Officials were hoping that cooler temperatures and calmer winds would allow fire fighters closer to the blaze as well as permitting water dropping planes and helicopters to resume their battle. Flights were grounded on Thursday because of the winds and smoke.

Over 800 firefighters and support staff were on hand and crews worked overnight putting out spot fires in neighbourhoods and on the grounds of the sprawling Los Alamos National Laboratory, where the first atomic bomb was built in 1945.

“It was pretty hectic last night,” said laboratory spokesman John Gustafson on Friday. “The lab had big flames on it in several places.”

Gustafson said the fire had moved past many of the larger facilities and has burned over some of the high explosive areas, but that all major facilities were in tact and virtually unscathed.

The White House said on Thursday it believed nuclear materials were safe in disaster-proof bunkers.

Fires were burning in canyons on either side of the laboratory’s Technical Area 55, where plutonium is stored, but Gustafson said that all nuclear material is stored in protective bunkers and monitors surrounding lab property had not detected any radiological or chemical releases.

Some of the U.S. government’s most secret nuclear weapons research has been conducted at Los Alamos.

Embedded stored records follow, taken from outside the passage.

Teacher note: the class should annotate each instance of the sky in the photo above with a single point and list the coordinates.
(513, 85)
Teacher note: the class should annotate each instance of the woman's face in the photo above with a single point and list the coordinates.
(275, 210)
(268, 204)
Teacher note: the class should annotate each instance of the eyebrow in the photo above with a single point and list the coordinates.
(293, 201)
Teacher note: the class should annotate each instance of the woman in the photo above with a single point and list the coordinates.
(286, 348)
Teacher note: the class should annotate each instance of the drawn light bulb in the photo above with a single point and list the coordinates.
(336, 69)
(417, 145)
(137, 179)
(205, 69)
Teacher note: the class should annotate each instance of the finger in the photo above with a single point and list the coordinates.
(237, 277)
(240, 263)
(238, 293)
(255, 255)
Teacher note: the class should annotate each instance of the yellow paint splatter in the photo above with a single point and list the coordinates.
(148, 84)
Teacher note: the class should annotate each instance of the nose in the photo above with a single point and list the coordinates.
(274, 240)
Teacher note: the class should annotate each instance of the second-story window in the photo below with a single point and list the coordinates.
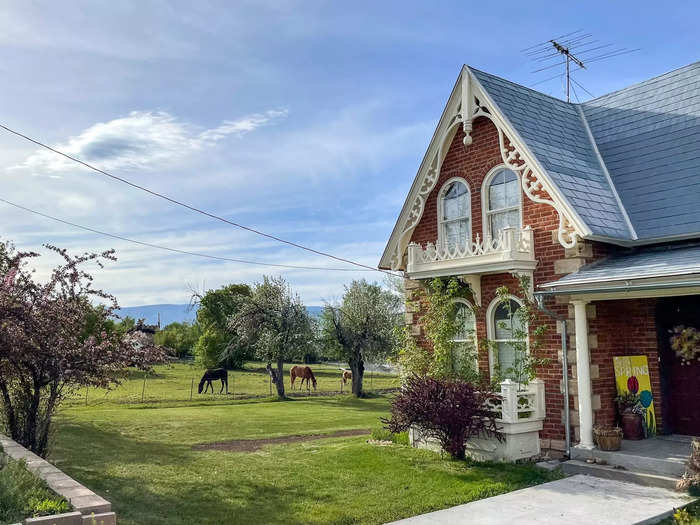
(455, 213)
(503, 202)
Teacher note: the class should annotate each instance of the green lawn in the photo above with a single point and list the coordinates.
(173, 383)
(141, 458)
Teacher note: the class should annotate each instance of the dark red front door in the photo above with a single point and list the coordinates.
(681, 379)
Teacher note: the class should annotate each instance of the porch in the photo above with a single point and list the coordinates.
(658, 461)
(639, 297)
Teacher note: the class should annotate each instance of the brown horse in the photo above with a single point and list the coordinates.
(305, 373)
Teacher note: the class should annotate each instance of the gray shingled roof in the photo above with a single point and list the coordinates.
(666, 261)
(648, 136)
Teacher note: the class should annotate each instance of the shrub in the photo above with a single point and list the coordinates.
(23, 495)
(451, 412)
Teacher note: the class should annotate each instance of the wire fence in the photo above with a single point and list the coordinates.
(179, 382)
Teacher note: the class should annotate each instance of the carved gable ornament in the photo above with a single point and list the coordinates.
(468, 102)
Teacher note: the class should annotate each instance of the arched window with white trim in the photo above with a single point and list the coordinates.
(502, 200)
(454, 213)
(465, 342)
(503, 325)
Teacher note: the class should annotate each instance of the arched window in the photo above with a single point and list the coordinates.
(502, 202)
(465, 338)
(454, 213)
(503, 326)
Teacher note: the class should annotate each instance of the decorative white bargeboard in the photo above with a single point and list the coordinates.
(511, 250)
(522, 411)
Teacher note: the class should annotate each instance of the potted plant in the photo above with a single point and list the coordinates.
(607, 438)
(631, 414)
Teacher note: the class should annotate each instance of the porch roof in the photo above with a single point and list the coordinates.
(645, 263)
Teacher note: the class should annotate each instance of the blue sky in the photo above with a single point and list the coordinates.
(304, 119)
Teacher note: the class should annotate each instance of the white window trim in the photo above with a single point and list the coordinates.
(485, 211)
(441, 194)
(491, 328)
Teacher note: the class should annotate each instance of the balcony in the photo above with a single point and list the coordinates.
(512, 250)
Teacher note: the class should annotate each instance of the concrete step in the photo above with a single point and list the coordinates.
(663, 464)
(647, 479)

Since the United States stopped nuclear testing in the 1990s, the facility’s main charge is to ensure that the nuclear weapons stockpile stay in working order. The cost of keeping the lab closed is $3.5 million a day, said Bernie Pleau, of Department of Energy, which owns the lab.

Fire information officer Jim Paxon said officials were still concerned that the fire was moving across the laboratory toward the town of White Rock and to the north toward Santa Clara Pueblo reservation.

Paxon said fire fighters on Friday were planning on trying to “branch the fire” and have two separate teams tackling the blaze from both sides.

He said that because of several other fires burning in the state, resources were getting thin. “We’re starting to compete for scarce resources, because there’s fire everywhere. We’re strapped and looking for crews.”

Secretary of the Interior Bruce Babbitt is expected to tour Los Alamos later on Friday.